シンガポールの新型コロナウイルスの新規感染者数が2021年9月22日、1457人となり昨年4月20日以来の過去最多を更新した。死亡者数は過去2か月間で31人になり、シンガポールでの新型コロナ関連のほぼ半分(23日まで68人)と激増した。

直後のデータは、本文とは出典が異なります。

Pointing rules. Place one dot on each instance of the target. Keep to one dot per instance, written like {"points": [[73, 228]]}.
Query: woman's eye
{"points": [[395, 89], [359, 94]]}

シンガポールは8月末まで、新型コロナワクチン接種完了率が8割を超えている。
死者数が過去2カ月で31人と総数の半分近付くに
シンガポール最大の新聞「ザ・ストレーツ・タイムズ」電子版(9月23日配信)は、保健省(MOH)の発表を引用し、新型コロナ感染者数の激増を伝えた。22日が昨年4月20日の1426人を上回る1457人と過去最多を更新。人口の約570万人を日本の人口に当て嵌めると1日3万人を超える感染者になる。死者数は同日まで68人で、21日、22日で合計3人が死亡。死者数も過去2カ月で31人。これは総数の半分近くの数字と急増している。病院の入院患者は減少しているが、集中治療室にいる重篤な患者は前日から2人増え19人になった。22日の感染は1277例が地域社会で起こり、176例が寮の居住者間で発生した。どうしてワクチン接種完了者が80%を超える「ワクチン大国」のシンガポールで感染者、重篤者、死者が増えているのか。
混乱する医療機関「ホットラインに繋がらない」
問題となっているのはワクチン接種完了後に起きる「ブレークスルー感染」。「シンガポールはワクチン接種者の増加で外食を再び解禁したが、それが人との接触を増やし感染者が倍増する結果となった」、というのがメディアの共通した報道だ。地元メディアはカフェなどに人が溢れる写真を掲載し、警告を呼び掛けている。23日配信の「ザ・ストレーツ・タイムズ」の別の記事は、感染者の激増により医療機関が混乱していると報じている。保健省(MOH)ホットラインに電話が繋がらない、介護施設に入れとの連絡が来たため準備したがその後の連絡がない、抗原迅速検査(ART)で陰性が出たが外出を許可する担当者と会ない、感染したシングルマザーが入院し自宅には感染した中学生の息子と感染していない2人の娘と一緒に暮らしている、といったことが書かれている。